Exploiting pseudo labels (e.g., categories and bounding boxes) of unannotated objects produced by a teacher detector have underpinned much of recent progress in semi-supervised object detection (SSOD). However, due to the limited generalization capacity of the teacher detector caused by the scarce annotations, the produced pseudo labels often deviate from ground truth, especially those with relatively low classification confidences, thus limiting the generalization performance of SSOD. To mitigate this problem, we propose a dual pseudo-label polishing framework for SSOD. Instead of directly exploiting the pseudo labels produced by the teacher detector, we take the first attempt at reducing their deviation from ground truth using dual polishing learning, where two differently structured polishing networks are elaborately developed and trained using synthesized paired pseudo labels and the corresponding ground truth for categories and bounding boxes on the given annotated objects, respectively. By doing this, both polishing networks can infer more accurate pseudo labels for unannotated objects through sufficiently exploiting their context knowledge based on the initially produced pseudo labels, and thus improve the generalization performance of SSOD. Moreover, such a scheme can be seamlessly plugged into the existing SSOD framework for joint end-to-end learning. In addition, we propose to disentangle the polished pseudo categories and bounding boxes of unannotated objects for separate category classification and bounding box regression in SSOD, which enables introducing more unannotated objects during model training and thus further improve the performance. Experiments on both PASCAL VOC and MS COCO benchmarks demonstrate the superiority of the proposed method over existing state-of-the-art baselines.
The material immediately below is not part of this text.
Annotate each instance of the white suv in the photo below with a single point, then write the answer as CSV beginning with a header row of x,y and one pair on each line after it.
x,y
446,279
翻译：利用教师检测器生成的未标注物体伪标签（如类别和边界框）是近期半监督目标检测（SSOD）进展的关键。然而，由于标注稀缺导致教师检测器泛化能力有限，生成的伪标签常偏离真实值，尤其是那些分类置信度较低的标签，从而限制了SSOD的泛化性能。为解决这一问题，我们提出了一种用于SSOD的双重伪标签优化框架。我们不再直接使用教师检测器生成的伪标签，而是首次尝试通过双重优化学习减少其与真实值的偏差：针对给定标注物体，分别使用合成的配对伪标签及对应的类别和边界框真实值，精心设计并训练两个结构不同的优化网络。通过此方法，两个优化网络均能基于初始生成的伪标签，充分挖掘上下文知识，推算出更准确的未标注物体伪标签，从而提升SSOD的泛化性能。此外，该方案可无缝嵌入现有SSOD框架，实现端到端联合学习。同时，我们提出在SSOD中解耦未标注物体的优化后伪类别与边界框，分别进行类别分类和边界框回归，从而在模型训练中引入更多未标注物体，进一步提升性能。在PASCAL VOC和MS COCO基准上的实验表明，所提方法优于现有最先进基线。